My mother's laptop has a defective CD-ROM drive that won't read things properly. In an attempt to fix it, I ran a CD-cleaner through it. To test, I tried an ubuntu install.

The CD-ROM read the ubuntu CD well enough to boot into the installation process. I then proceeded to format the existing ext3 partitions and continue with the install. Unfortunately, the CD-ROM then conked out. Blanking the partition meant grub wouldn't work, making the machine dead.

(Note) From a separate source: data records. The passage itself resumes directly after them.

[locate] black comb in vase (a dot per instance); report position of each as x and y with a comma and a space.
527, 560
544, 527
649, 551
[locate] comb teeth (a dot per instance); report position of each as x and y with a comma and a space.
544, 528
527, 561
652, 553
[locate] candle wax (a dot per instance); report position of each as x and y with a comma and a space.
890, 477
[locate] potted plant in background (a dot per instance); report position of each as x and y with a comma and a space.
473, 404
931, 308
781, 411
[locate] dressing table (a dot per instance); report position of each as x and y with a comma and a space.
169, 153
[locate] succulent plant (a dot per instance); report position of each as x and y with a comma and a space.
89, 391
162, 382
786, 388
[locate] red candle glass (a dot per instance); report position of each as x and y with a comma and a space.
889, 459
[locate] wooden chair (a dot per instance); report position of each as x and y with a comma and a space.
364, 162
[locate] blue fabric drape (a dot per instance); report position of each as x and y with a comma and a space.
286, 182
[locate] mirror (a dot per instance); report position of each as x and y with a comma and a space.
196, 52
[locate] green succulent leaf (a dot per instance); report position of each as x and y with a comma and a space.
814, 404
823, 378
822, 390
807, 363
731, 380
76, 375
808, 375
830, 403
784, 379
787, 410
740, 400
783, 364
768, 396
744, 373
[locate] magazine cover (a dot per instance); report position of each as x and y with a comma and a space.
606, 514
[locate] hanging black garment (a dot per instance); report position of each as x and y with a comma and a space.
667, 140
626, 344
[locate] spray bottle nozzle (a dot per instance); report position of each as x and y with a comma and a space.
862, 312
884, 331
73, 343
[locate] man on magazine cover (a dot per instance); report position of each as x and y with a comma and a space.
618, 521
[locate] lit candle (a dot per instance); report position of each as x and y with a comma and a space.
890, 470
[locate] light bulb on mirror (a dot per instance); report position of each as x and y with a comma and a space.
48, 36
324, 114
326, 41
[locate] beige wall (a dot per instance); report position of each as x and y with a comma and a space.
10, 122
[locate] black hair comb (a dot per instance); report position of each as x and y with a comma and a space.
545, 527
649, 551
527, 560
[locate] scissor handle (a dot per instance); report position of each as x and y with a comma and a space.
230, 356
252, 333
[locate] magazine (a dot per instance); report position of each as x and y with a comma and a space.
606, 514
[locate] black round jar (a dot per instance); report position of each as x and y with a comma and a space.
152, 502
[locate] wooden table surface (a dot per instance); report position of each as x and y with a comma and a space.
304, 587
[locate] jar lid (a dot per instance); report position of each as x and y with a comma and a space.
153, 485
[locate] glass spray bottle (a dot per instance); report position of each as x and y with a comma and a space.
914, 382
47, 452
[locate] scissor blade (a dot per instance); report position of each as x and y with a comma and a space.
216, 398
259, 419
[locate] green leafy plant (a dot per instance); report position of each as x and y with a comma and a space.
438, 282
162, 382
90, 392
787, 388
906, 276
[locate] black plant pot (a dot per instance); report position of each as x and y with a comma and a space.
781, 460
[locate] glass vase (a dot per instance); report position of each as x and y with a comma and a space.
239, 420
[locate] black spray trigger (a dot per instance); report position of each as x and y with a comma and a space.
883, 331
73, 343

It turns out there's three ways to repair the MBR with windows:

  1. boot from the setup disk and go to recovery console
  2. boot from floppies and go to recovery console
  3. use a diagnostic tool from within windows to restore a previously backed-up MBR

One and three were ruled out by not being able to boot either windows or the CD-ROM. That left two. Unfortunately, after what seemed like 15 minutes of floppy disk juggling (do I really need all that raid stuff loaded just to use the recovery console?) setup asked me to press 'R' for recovery console and promptly reboot the machine.

My next strategy was to try and get enough of linux on the ext3 partition, via floppy and net where possible, to put a new grub on.

Firstly, booting grub from floppy worked great. However I didn't want to make my mother learn arcane grub commands in order to boot properly. So I either needed to get grub on the partition, or setup a menu.lst on the floppy.

Whilst fiddling with the former option I tried booting from a debian Sarge DVD I'd made the other day. Strangely enough, it complained a lot less about the home-made DVD than the factory pressed ubuntu and windows CDs. I got sufficiently far through the install procedure to setup grub, which means windows now boots again.